Background information
- Origin: Itapuranga, Goiás
- Genres: Sertanejo universitário; Sertanejo;
- Years active: 2010–present
- Labels: Audiomix Universal Music
- Members: Matheus Aleixo Pinto Rosa Osvaldo Pinto Rosa Filho
- Website: matheusekauan.com.br

= Matheus & Kauan =

Brazilian pop group

Matheus & Kauan is a Brazilian musical duo consisting of brothers Matheus Aleixo Pinto Rosa (born October 4, 1994) and Osvaldo Pinto Rosa Filho (born December 7, 1988). They perform sertanejo and pop music. Since 2010, the duo has recorded original songs and written songs for other Brazilian musicians. They became prominent in 2015 when their version of the Paula Matto song "Que Sorte a Nossa" reached over 200 million views on YouTube.

The duo composes their own songs but often collaborates with other artists, including "Tudo que Você Quiser" with Luan Santana, "Se Tudo Fosse Fácil" with Michel Teló, and "Coisas de Quem Ama" covered by Jorge & Mateus. Their hit "Ao Vivo e a Cores" with Brazilian singer Anitta stayed at the top of the Spotify Brazil list for almost two months.

==History==
Kauan began singing with his father at church in Itapuranga, Goiás (central Brazil). His mother took him to participate in contests. When Kauan was 10 years old, he released a CD of four Sertanejas songs which he had interpreted. At the age of 15, Kauan recorded another solo album. He visited the United States and returned to form a duo with his brother, Matheus, who at the time was singing and composing.

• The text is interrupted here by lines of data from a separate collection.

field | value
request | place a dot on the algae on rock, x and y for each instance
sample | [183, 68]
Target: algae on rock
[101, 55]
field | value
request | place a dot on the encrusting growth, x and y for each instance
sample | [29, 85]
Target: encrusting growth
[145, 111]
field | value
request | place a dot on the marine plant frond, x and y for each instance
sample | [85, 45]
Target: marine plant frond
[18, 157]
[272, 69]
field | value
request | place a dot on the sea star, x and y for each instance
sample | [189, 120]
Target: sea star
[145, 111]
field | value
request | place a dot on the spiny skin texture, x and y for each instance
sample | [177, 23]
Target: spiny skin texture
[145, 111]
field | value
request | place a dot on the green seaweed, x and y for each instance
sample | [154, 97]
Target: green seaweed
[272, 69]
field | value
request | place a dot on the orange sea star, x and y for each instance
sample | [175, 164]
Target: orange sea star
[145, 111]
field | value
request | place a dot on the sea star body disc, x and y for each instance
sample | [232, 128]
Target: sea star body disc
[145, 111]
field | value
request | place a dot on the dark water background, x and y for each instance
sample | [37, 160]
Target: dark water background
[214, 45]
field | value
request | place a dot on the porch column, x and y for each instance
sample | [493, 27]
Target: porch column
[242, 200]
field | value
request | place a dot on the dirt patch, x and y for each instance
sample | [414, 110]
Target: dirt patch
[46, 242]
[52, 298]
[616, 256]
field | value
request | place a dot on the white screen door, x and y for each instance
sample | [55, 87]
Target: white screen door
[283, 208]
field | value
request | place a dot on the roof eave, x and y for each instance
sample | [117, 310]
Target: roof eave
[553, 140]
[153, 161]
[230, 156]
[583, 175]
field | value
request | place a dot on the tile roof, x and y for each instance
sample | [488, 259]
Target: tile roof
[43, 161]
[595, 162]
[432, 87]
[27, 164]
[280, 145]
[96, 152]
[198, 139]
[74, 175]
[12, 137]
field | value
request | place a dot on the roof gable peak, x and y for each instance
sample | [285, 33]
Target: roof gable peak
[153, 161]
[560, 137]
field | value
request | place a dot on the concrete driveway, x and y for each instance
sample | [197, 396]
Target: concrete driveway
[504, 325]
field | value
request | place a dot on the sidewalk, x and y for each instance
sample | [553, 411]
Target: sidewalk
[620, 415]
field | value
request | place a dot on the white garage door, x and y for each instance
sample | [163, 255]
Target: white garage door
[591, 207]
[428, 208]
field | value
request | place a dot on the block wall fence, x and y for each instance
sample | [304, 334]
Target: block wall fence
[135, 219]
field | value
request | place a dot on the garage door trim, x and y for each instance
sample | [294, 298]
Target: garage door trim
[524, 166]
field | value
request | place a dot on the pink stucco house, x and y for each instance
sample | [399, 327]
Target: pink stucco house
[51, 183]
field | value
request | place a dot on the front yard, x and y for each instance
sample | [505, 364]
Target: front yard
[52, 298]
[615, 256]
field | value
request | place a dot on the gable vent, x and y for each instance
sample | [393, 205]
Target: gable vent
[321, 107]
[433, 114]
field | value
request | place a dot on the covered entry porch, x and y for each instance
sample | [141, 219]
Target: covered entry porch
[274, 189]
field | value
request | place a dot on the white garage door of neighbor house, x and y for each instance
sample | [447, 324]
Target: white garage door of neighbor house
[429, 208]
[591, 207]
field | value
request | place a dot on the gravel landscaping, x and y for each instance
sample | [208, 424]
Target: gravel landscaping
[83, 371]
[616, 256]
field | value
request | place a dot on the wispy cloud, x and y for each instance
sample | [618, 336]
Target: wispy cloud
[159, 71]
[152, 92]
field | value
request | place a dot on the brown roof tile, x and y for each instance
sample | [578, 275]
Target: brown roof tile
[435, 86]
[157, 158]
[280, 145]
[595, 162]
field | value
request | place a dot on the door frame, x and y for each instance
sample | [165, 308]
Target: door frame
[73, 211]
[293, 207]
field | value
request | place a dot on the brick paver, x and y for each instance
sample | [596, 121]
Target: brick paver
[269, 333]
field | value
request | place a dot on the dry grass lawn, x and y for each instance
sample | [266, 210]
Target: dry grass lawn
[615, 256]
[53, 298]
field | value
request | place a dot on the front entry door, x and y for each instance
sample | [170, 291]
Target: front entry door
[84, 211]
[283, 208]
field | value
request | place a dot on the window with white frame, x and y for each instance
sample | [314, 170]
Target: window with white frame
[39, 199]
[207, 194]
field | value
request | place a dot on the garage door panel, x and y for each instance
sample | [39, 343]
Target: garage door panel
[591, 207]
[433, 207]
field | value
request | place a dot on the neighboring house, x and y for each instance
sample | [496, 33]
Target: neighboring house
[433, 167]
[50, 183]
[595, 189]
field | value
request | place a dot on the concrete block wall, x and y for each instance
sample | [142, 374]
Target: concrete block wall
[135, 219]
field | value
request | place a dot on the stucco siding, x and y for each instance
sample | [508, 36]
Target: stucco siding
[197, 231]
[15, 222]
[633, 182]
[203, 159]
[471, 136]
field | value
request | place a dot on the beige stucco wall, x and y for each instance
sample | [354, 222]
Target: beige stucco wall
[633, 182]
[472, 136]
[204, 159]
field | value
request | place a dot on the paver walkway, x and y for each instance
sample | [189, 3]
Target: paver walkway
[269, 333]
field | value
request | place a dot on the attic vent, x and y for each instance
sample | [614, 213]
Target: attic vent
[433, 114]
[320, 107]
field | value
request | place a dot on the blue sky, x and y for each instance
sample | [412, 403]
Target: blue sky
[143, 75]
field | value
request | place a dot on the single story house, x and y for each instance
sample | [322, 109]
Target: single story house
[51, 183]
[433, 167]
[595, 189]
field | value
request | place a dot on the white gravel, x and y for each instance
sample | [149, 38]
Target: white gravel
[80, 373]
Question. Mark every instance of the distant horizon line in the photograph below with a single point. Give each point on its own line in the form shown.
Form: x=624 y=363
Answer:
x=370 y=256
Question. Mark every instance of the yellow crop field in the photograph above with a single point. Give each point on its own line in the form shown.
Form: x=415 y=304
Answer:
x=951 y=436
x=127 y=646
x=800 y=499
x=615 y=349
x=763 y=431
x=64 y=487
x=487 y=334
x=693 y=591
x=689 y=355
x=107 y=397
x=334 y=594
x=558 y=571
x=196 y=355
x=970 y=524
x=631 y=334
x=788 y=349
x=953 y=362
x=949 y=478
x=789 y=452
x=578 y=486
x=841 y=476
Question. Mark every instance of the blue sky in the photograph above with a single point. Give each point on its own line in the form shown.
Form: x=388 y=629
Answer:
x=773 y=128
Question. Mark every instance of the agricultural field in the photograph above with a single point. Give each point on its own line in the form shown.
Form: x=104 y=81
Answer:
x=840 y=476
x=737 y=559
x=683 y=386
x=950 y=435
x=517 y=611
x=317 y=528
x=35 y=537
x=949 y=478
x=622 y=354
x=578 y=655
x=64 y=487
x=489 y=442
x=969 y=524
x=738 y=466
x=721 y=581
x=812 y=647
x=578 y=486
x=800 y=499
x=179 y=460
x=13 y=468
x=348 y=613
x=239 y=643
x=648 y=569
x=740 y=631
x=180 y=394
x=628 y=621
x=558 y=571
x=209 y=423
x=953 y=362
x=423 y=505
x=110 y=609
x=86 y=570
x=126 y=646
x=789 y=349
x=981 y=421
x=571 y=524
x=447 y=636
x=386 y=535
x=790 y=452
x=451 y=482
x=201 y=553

In 2012, the brothers released their first album Paraquedas. They funded the album's production by selling the family car. Their second album, Intensamente Hoje, was certified platinum. The brothers collaborated with the singer Anitta on the single "Ao Vivo e a Cores", which won a gold record award. The duo was nominated for the Multishow Brazilian Music Award in the experiment category, for the Internet trophy as best duo by the Brazilian TV channel SBT, and for the Nick Teen Choice Awards.

In 2020, their singles "Vou Ter Que Superar" and "Quarta Cadeira" were certified Triple Diamond in Brazil, along with "Mágica" and "Cerveja, Sal e Limão" being certified Diamond and their album Tem Moda Pra Tudo being certified Diamond.